The last company was Advanta Corp., which provides credit cards to small business. It too has been reducing its headcount in the tight credit environment. It had 841 employees as of Dec. 31, down from 914.

But bigger cuts came in this year. In January, Advanta said it would eliminate about a third of its workforce. In February, it filed notice with the Pennsylvania Department of Labor and Industry that it would eliminate 281 jobs.

No thanks

Count the parent company of First National Bank of Chester County out of the federal bank bailout program.

The U.S. Treasury Department had given approval to provide up to $25 million in capital to First Chester County Corp. The West Chester bank holding company had scheduled a special meeting of its shareholders for Wednesday to authorize the issuance of 30,000 shares of preferred stock to the Treasury.
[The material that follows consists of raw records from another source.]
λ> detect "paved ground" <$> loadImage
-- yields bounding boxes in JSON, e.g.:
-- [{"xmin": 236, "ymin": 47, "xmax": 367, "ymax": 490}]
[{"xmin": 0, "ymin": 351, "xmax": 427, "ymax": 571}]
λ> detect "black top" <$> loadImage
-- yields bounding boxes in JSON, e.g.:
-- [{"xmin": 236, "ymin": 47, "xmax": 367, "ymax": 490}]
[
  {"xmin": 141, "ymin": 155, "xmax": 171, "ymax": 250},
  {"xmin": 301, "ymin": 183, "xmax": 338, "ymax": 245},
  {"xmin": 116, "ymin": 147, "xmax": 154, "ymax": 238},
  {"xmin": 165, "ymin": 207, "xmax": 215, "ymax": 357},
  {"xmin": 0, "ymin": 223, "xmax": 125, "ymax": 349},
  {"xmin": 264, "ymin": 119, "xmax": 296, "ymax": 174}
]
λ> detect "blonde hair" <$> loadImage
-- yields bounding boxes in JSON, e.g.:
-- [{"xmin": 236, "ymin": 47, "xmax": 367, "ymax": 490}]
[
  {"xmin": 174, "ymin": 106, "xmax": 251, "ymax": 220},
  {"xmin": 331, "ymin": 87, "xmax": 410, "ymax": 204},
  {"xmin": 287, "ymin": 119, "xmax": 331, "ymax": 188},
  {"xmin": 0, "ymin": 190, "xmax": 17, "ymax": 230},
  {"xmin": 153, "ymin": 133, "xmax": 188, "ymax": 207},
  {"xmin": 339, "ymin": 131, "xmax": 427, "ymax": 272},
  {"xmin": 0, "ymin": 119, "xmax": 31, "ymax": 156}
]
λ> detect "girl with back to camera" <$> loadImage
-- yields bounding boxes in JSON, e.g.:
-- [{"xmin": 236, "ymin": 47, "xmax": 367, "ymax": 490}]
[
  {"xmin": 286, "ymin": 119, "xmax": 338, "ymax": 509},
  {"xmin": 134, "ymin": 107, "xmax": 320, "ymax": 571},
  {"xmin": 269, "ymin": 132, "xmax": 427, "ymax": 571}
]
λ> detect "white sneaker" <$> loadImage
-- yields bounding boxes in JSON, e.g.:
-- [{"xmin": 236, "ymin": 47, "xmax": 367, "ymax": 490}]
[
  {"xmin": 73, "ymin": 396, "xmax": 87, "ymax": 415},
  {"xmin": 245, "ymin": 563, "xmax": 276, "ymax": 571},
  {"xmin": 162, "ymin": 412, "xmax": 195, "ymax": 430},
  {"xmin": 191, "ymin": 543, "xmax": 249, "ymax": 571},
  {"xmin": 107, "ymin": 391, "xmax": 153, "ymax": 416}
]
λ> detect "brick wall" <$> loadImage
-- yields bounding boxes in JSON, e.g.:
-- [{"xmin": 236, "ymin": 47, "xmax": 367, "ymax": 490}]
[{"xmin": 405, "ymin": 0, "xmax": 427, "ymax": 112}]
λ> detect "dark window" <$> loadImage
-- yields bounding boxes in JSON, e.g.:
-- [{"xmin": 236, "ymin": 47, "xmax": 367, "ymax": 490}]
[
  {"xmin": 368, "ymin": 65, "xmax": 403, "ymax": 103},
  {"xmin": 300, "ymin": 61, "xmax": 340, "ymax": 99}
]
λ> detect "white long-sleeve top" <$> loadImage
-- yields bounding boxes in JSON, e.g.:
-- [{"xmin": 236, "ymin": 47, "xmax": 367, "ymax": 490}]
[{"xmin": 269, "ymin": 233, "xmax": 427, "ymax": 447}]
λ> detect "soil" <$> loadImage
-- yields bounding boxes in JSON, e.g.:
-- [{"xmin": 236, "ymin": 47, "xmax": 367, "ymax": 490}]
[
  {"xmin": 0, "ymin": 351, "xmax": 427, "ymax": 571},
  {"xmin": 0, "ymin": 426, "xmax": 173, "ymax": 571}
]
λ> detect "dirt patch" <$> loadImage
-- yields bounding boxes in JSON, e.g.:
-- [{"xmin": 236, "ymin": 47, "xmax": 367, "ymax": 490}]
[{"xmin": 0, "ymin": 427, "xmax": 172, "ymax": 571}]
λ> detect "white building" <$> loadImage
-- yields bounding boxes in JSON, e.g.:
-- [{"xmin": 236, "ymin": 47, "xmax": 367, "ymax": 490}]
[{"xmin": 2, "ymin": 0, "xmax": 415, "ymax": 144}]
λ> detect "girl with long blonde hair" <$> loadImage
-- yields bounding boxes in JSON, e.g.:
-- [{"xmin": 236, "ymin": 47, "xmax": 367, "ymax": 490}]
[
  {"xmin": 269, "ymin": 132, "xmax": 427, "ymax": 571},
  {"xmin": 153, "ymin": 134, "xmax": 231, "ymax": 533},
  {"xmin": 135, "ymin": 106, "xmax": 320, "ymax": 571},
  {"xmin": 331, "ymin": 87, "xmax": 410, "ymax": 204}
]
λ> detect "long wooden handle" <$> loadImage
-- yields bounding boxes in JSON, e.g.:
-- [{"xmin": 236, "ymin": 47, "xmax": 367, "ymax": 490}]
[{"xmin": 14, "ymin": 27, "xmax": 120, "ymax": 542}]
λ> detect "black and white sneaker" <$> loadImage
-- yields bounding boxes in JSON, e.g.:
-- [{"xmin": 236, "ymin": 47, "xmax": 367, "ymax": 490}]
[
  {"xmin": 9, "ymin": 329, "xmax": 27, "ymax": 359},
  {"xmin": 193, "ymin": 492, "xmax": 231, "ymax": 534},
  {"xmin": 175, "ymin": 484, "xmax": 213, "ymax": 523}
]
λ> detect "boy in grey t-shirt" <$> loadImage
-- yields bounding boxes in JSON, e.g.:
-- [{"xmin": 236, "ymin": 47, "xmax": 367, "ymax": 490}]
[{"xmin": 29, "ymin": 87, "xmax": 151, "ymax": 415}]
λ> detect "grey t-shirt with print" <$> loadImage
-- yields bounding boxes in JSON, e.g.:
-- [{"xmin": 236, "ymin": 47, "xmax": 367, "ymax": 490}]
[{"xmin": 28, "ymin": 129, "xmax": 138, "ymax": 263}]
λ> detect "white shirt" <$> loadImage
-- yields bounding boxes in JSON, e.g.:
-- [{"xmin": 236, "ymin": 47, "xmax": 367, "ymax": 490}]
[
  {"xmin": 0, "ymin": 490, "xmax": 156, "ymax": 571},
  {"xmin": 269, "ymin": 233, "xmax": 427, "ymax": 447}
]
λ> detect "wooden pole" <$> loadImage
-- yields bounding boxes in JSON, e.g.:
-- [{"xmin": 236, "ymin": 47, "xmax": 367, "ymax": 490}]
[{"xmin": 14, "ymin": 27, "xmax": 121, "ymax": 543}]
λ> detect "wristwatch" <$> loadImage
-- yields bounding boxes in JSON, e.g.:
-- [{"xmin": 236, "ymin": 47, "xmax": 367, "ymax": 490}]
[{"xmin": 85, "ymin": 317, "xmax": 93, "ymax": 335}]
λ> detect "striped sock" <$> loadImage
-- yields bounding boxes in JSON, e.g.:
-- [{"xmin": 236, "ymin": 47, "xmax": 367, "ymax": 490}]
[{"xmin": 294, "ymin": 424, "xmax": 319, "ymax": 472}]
Well, that meeting’s not going to happen now. First Chester County has become the latest bank to say “no thanks.”

CEO John A. Featherman III said in a statement that the rules and regulations of the federal Capital Purchase Program had changed in ways that “would restrict the way we support our shareholders, customers, employees and communities.”

That’s a polite way of saying what Sun Bancorp Inc. CEO Thomas X. Geisel said last week: The whole program has become politicized.

Where the Treasury Department had wanted to avoid stigmatizing banks who accepted taxpayer money and thus invited healthy banks to apply for its relatively inexpensive capital, various lawmakers have had no such restraint in demonizing bankers.

As the rules changed, changed and changed again, it clear that some bankers now view the federal program as more trouble than it’s worth.

Last call at malls

The retail sales numbers may have been surprisingly positive last week, but retailers and shopping centers they’re in aren’t ready to celebrate just yet.

Last week, Pennsylvania Real Estate Investment Trust, which owns a lot of the shopping malls locally, announced plans to reduce hours at some of them as of March 30.

The following malls will close at 9 p.m. rather than 9:30 p.m. Monday through Saturday: Cumberland, Exton Square, The Mall at Voorhees Town Center, Moorestown, Plymouth Meeting, Springfield and Willow Grove Park.

The Gallery at Market East in Center city will close at 7 p.m. Monday through Saturday. Currently, it closes at 8 p.m. on Wednesdays and Fridays.

Open times for all the malls remain the same as do Sunday hours. The shopping mall owner said it’s been monitoring mall traffic patterns and has noticed a shift to earlier peak shopping hours.


Today: BMP Sunstone, Stonemor Partners, SL Industries;

Tuesday: Hemispherx Biopharma, Royal Bancshares of Pennsylvania, WPCS International;

Wednesday: Charming Shoppes;

Thursday: InTest, PhotoMedex.


A lot of banks were priced for Armageddon. When some of the names which were most under the gun say things are looking better, that’s certainly good news.

- Bill Stone, chief investment strategist at PNC Wealth Management in Philadelphia told Bloomberg News.